付き合っていた彼女が妊娠して、実家のある北海道へ帰りたいという彼女について行ってしまったのだ。
仲間が去って、寂しくないというのは嘘になるが、それぞれの旅立ちだ。
仕方がない。
ここはダチとして、応援してやるしかないだろ。
そう。
こんなアタシにできるのは、横須賀のてっぺんから、皆にエールを送ることだけだ。
だから、今日、アタシはセイカ屋の屋上に来ている。
てゆうか、毎日来ている・・・。
ハナからの連絡は、ない。
当たり前だ、いらない、と言ったのだから。
その代わり、マツから毎日電話が入るようになった。
仕事が忙しいようで前ほど会えないが、10日に一度は食事に誘われる。
アイツも息抜きがしたいのだろう。
いつも、バカな話をする。
マコトは自宅兼教室が、アタシの通う短大と目と鼻の先で、毎日のように遊びに来いと煩い。
顔を出さないで帰ると後が面倒なので、毎日マコトの家に寄り道だ。
ジョーも最近忙しいらしく、迎えが遅くなったりするので、マコトの家が待合所の様になっている。
でも、あんまり遅くなったりすると、セイカ屋がしまってしまうので、マコトに横須賀まで送らせることもある。
最近、街の様子がかわった。
明らかに『よそ者』という奴等がたむろしていたり、大面で歩いていたりする。
気になって、ジョーやミコに聞いたけれど、大丈夫だの一点張り。
不安で仕方がない。
大丈夫だというわりには、ジョーもミコもアタシに1人で出歩くな、と注意をする。
今日も珍しく早く短大へ迎えに来て、まだ4時だというのに家から出るなと言い残して、ジョーは出かけてしまった。
ワケわからん。
出かけるに決まってるじゃんか。
今日も、セイカ屋の屋上に行くんだから。
今のアタシにとって、この屋上が心の支えだ。
きっと、ハナもアタシが屋上でハナを思っているのが、わかってくれていると思うから。
ポケットから、音がした。
企業用のポケットベル。
何故か、最近マツに持たされた。
仕方がなく、公衆電話へと向かう。
番号は、マツが東京で使っている自動車電話のものだ。
マツの会社の広瀬産業は、愛知県に本社がある。
だから、東京と本社を行ったり来たりの生活だ。
アタシのことなんか構っている暇はないだろうに、と聞けば『息抜き』だと言われた。
まあ、ソツない人生を歩むマツには、『息抜き』も必要か・・・。
「今、どこにいる?」
「え、何で?」
「鎌倉のホテルに来たついでに、麻実ちゃんの家に行ったら留守だったからだ。

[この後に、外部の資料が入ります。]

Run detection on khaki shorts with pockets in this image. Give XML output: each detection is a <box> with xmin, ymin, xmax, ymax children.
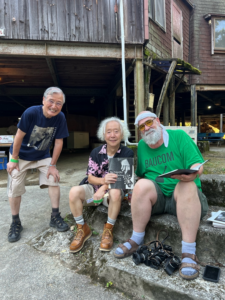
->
<box><xmin>7</xmin><ymin>155</ymin><xmax>59</xmax><ymax>198</ymax></box>
<box><xmin>152</xmin><ymin>181</ymin><xmax>209</xmax><ymax>219</ymax></box>
<box><xmin>80</xmin><ymin>184</ymin><xmax>124</xmax><ymax>207</ymax></box>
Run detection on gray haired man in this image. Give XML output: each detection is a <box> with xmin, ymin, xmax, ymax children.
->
<box><xmin>114</xmin><ymin>111</ymin><xmax>208</xmax><ymax>280</ymax></box>
<box><xmin>7</xmin><ymin>87</ymin><xmax>69</xmax><ymax>242</ymax></box>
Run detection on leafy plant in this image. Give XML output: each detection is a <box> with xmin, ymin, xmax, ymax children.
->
<box><xmin>106</xmin><ymin>281</ymin><xmax>113</xmax><ymax>287</ymax></box>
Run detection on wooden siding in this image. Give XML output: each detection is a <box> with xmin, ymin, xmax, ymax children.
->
<box><xmin>190</xmin><ymin>0</ymin><xmax>225</xmax><ymax>85</ymax></box>
<box><xmin>0</xmin><ymin>0</ymin><xmax>144</xmax><ymax>44</ymax></box>
<box><xmin>148</xmin><ymin>0</ymin><xmax>191</xmax><ymax>61</ymax></box>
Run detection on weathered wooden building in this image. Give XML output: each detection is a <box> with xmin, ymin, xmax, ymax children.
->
<box><xmin>0</xmin><ymin>0</ymin><xmax>222</xmax><ymax>140</ymax></box>
<box><xmin>0</xmin><ymin>0</ymin><xmax>148</xmax><ymax>142</ymax></box>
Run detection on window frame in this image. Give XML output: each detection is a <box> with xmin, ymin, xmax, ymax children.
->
<box><xmin>211</xmin><ymin>16</ymin><xmax>225</xmax><ymax>54</ymax></box>
<box><xmin>148</xmin><ymin>0</ymin><xmax>166</xmax><ymax>32</ymax></box>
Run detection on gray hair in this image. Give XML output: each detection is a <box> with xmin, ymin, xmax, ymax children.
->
<box><xmin>97</xmin><ymin>117</ymin><xmax>131</xmax><ymax>142</ymax></box>
<box><xmin>44</xmin><ymin>86</ymin><xmax>66</xmax><ymax>104</ymax></box>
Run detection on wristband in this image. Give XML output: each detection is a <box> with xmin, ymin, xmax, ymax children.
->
<box><xmin>10</xmin><ymin>158</ymin><xmax>19</xmax><ymax>164</ymax></box>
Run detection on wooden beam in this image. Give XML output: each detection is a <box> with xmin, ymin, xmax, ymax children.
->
<box><xmin>0</xmin><ymin>86</ymin><xmax>27</xmax><ymax>109</ymax></box>
<box><xmin>108</xmin><ymin>64</ymin><xmax>134</xmax><ymax>94</ymax></box>
<box><xmin>0</xmin><ymin>40</ymin><xmax>143</xmax><ymax>59</ymax></box>
<box><xmin>170</xmin><ymin>73</ymin><xmax>185</xmax><ymax>97</ymax></box>
<box><xmin>0</xmin><ymin>87</ymin><xmax>108</xmax><ymax>97</ymax></box>
<box><xmin>45</xmin><ymin>57</ymin><xmax>60</xmax><ymax>87</ymax></box>
<box><xmin>196</xmin><ymin>84</ymin><xmax>225</xmax><ymax>91</ymax></box>
<box><xmin>156</xmin><ymin>60</ymin><xmax>177</xmax><ymax>118</ymax></box>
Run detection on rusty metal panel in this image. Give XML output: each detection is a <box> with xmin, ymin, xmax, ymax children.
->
<box><xmin>0</xmin><ymin>0</ymin><xmax>144</xmax><ymax>44</ymax></box>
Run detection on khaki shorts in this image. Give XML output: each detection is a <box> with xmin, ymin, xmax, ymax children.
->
<box><xmin>152</xmin><ymin>181</ymin><xmax>209</xmax><ymax>219</ymax></box>
<box><xmin>7</xmin><ymin>157</ymin><xmax>59</xmax><ymax>198</ymax></box>
<box><xmin>81</xmin><ymin>184</ymin><xmax>124</xmax><ymax>207</ymax></box>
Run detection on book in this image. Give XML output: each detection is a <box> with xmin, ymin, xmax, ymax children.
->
<box><xmin>157</xmin><ymin>160</ymin><xmax>208</xmax><ymax>178</ymax></box>
<box><xmin>207</xmin><ymin>210</ymin><xmax>225</xmax><ymax>227</ymax></box>
<box><xmin>109</xmin><ymin>157</ymin><xmax>134</xmax><ymax>190</ymax></box>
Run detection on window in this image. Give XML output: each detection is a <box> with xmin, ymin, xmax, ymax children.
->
<box><xmin>171</xmin><ymin>1</ymin><xmax>183</xmax><ymax>59</ymax></box>
<box><xmin>148</xmin><ymin>0</ymin><xmax>166</xmax><ymax>31</ymax></box>
<box><xmin>214</xmin><ymin>18</ymin><xmax>225</xmax><ymax>50</ymax></box>
<box><xmin>207</xmin><ymin>14</ymin><xmax>225</xmax><ymax>54</ymax></box>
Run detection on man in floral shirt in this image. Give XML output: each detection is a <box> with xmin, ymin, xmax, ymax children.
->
<box><xmin>69</xmin><ymin>117</ymin><xmax>134</xmax><ymax>253</ymax></box>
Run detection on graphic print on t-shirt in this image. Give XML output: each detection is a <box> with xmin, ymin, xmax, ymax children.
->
<box><xmin>27</xmin><ymin>125</ymin><xmax>56</xmax><ymax>151</ymax></box>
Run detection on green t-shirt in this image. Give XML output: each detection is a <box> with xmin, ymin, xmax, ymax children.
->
<box><xmin>136</xmin><ymin>130</ymin><xmax>204</xmax><ymax>196</ymax></box>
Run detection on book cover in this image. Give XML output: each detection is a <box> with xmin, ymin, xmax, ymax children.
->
<box><xmin>157</xmin><ymin>160</ymin><xmax>208</xmax><ymax>178</ymax></box>
<box><xmin>109</xmin><ymin>157</ymin><xmax>134</xmax><ymax>190</ymax></box>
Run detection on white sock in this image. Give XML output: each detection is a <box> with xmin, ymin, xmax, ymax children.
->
<box><xmin>181</xmin><ymin>241</ymin><xmax>197</xmax><ymax>276</ymax></box>
<box><xmin>74</xmin><ymin>215</ymin><xmax>84</xmax><ymax>225</ymax></box>
<box><xmin>107</xmin><ymin>217</ymin><xmax>116</xmax><ymax>226</ymax></box>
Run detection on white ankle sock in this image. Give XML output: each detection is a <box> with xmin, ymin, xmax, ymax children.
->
<box><xmin>181</xmin><ymin>241</ymin><xmax>197</xmax><ymax>276</ymax></box>
<box><xmin>74</xmin><ymin>215</ymin><xmax>84</xmax><ymax>225</ymax></box>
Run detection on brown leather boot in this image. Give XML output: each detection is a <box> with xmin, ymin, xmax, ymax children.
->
<box><xmin>99</xmin><ymin>223</ymin><xmax>113</xmax><ymax>251</ymax></box>
<box><xmin>70</xmin><ymin>223</ymin><xmax>92</xmax><ymax>253</ymax></box>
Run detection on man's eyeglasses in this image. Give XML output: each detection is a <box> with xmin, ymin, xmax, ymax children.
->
<box><xmin>47</xmin><ymin>99</ymin><xmax>63</xmax><ymax>107</ymax></box>
<box><xmin>138</xmin><ymin>118</ymin><xmax>155</xmax><ymax>131</ymax></box>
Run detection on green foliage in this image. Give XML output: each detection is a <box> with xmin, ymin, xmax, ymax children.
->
<box><xmin>106</xmin><ymin>281</ymin><xmax>113</xmax><ymax>287</ymax></box>
<box><xmin>64</xmin><ymin>214</ymin><xmax>69</xmax><ymax>222</ymax></box>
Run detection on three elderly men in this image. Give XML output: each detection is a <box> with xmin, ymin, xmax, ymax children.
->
<box><xmin>7</xmin><ymin>87</ymin><xmax>208</xmax><ymax>279</ymax></box>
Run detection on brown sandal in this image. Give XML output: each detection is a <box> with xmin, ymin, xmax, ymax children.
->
<box><xmin>114</xmin><ymin>239</ymin><xmax>139</xmax><ymax>258</ymax></box>
<box><xmin>179</xmin><ymin>253</ymin><xmax>200</xmax><ymax>280</ymax></box>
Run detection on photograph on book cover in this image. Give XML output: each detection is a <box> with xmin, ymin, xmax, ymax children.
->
<box><xmin>109</xmin><ymin>157</ymin><xmax>134</xmax><ymax>189</ymax></box>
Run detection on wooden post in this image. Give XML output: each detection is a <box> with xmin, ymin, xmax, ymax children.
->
<box><xmin>170</xmin><ymin>76</ymin><xmax>175</xmax><ymax>126</ymax></box>
<box><xmin>177</xmin><ymin>115</ymin><xmax>180</xmax><ymax>126</ymax></box>
<box><xmin>198</xmin><ymin>116</ymin><xmax>201</xmax><ymax>133</ymax></box>
<box><xmin>156</xmin><ymin>60</ymin><xmax>177</xmax><ymax>118</ymax></box>
<box><xmin>182</xmin><ymin>110</ymin><xmax>185</xmax><ymax>126</ymax></box>
<box><xmin>220</xmin><ymin>114</ymin><xmax>223</xmax><ymax>132</ymax></box>
<box><xmin>144</xmin><ymin>65</ymin><xmax>152</xmax><ymax>109</ymax></box>
<box><xmin>163</xmin><ymin>93</ymin><xmax>169</xmax><ymax>126</ymax></box>
<box><xmin>134</xmin><ymin>59</ymin><xmax>144</xmax><ymax>141</ymax></box>
<box><xmin>191</xmin><ymin>84</ymin><xmax>197</xmax><ymax>126</ymax></box>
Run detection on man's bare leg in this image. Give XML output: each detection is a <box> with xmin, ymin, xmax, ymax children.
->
<box><xmin>69</xmin><ymin>186</ymin><xmax>85</xmax><ymax>217</ymax></box>
<box><xmin>115</xmin><ymin>179</ymin><xmax>157</xmax><ymax>255</ymax></box>
<box><xmin>48</xmin><ymin>186</ymin><xmax>69</xmax><ymax>232</ymax></box>
<box><xmin>174</xmin><ymin>181</ymin><xmax>201</xmax><ymax>276</ymax></box>
<box><xmin>108</xmin><ymin>189</ymin><xmax>122</xmax><ymax>221</ymax></box>
<box><xmin>9</xmin><ymin>196</ymin><xmax>21</xmax><ymax>215</ymax></box>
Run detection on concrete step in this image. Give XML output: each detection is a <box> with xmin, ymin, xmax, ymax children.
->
<box><xmin>29</xmin><ymin>205</ymin><xmax>225</xmax><ymax>300</ymax></box>
<box><xmin>84</xmin><ymin>201</ymin><xmax>225</xmax><ymax>264</ymax></box>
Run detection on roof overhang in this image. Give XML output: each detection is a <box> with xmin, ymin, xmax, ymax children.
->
<box><xmin>183</xmin><ymin>0</ymin><xmax>195</xmax><ymax>8</ymax></box>
<box><xmin>203</xmin><ymin>13</ymin><xmax>225</xmax><ymax>21</ymax></box>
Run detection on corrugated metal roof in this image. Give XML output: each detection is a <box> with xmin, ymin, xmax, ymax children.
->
<box><xmin>183</xmin><ymin>0</ymin><xmax>194</xmax><ymax>8</ymax></box>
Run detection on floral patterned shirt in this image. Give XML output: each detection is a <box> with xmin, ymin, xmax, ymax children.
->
<box><xmin>80</xmin><ymin>144</ymin><xmax>134</xmax><ymax>192</ymax></box>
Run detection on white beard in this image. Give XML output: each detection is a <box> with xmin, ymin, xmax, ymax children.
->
<box><xmin>141</xmin><ymin>126</ymin><xmax>162</xmax><ymax>145</ymax></box>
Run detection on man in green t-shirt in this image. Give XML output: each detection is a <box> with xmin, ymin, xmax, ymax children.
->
<box><xmin>114</xmin><ymin>111</ymin><xmax>208</xmax><ymax>279</ymax></box>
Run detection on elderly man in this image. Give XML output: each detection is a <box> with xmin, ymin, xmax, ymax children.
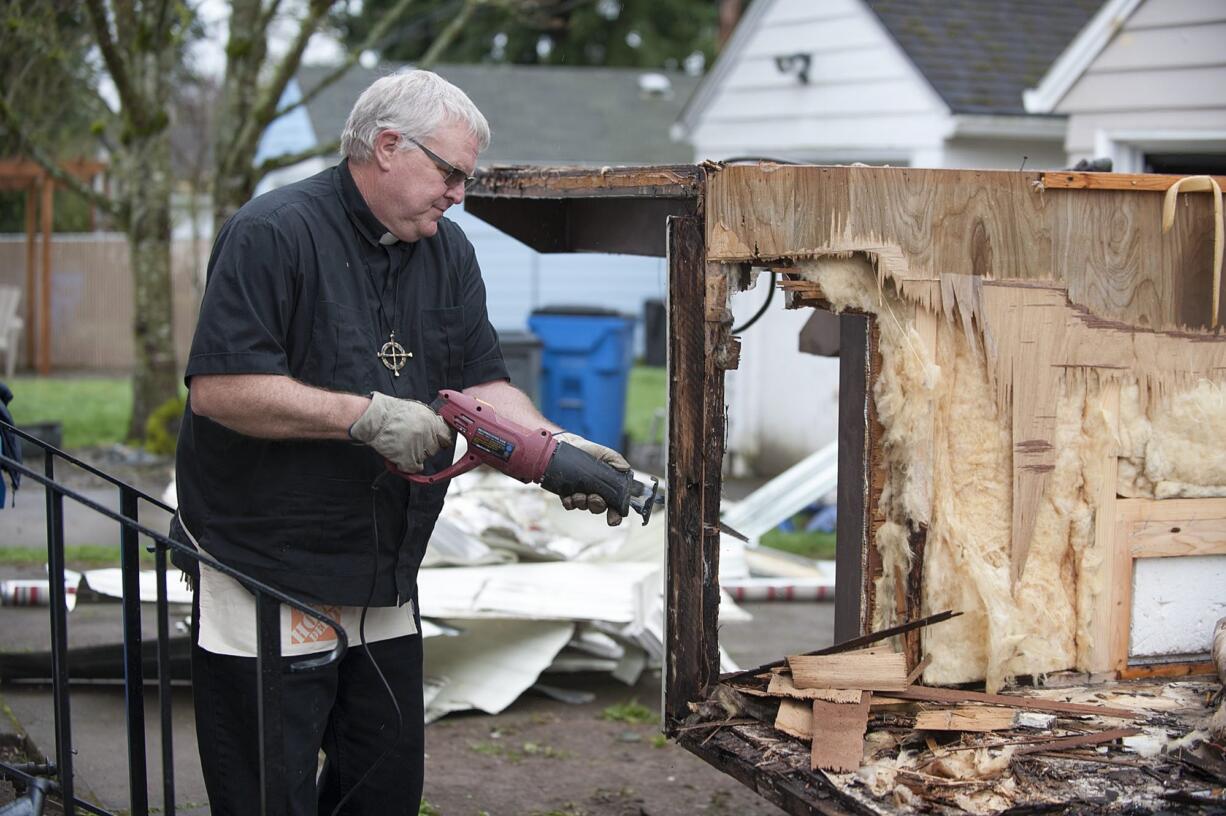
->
<box><xmin>177</xmin><ymin>71</ymin><xmax>629</xmax><ymax>815</ymax></box>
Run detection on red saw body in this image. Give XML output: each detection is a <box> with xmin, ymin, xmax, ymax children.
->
<box><xmin>387</xmin><ymin>390</ymin><xmax>663</xmax><ymax>524</ymax></box>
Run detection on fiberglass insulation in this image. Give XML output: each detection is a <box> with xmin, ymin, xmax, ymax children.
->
<box><xmin>799</xmin><ymin>256</ymin><xmax>1206</xmax><ymax>690</ymax></box>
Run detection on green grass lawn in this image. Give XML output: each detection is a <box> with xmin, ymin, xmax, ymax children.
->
<box><xmin>625</xmin><ymin>365</ymin><xmax>668</xmax><ymax>442</ymax></box>
<box><xmin>759</xmin><ymin>529</ymin><xmax>835</xmax><ymax>561</ymax></box>
<box><xmin>9</xmin><ymin>376</ymin><xmax>132</xmax><ymax>448</ymax></box>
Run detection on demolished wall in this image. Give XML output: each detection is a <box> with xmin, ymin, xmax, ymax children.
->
<box><xmin>794</xmin><ymin>254</ymin><xmax>1226</xmax><ymax>690</ymax></box>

」
ええ?
家に来たのか?
・・・セイカ屋の屋上の話は、誰にもしたくない。
「どこにいる?」
「・・・・買い物。セイカ屋デパート。」
「今から行く。2階にパーラーがあったろ?中に入って好きなもん注文してろ。」
はあ。
どうして皆、アタシをそっとしておいてくれないかな・・・。
もう。
もう少し、ハナを考えていたかったのに。
だけど、甘いもの好きのアタシは、ちゃっかり、フルーツサンデーを頼んだ。
お中元商品販売の時季のせいか、今日はとても混んでいて、空いている席は入り口に近い通路から丸見えの1席だけだった。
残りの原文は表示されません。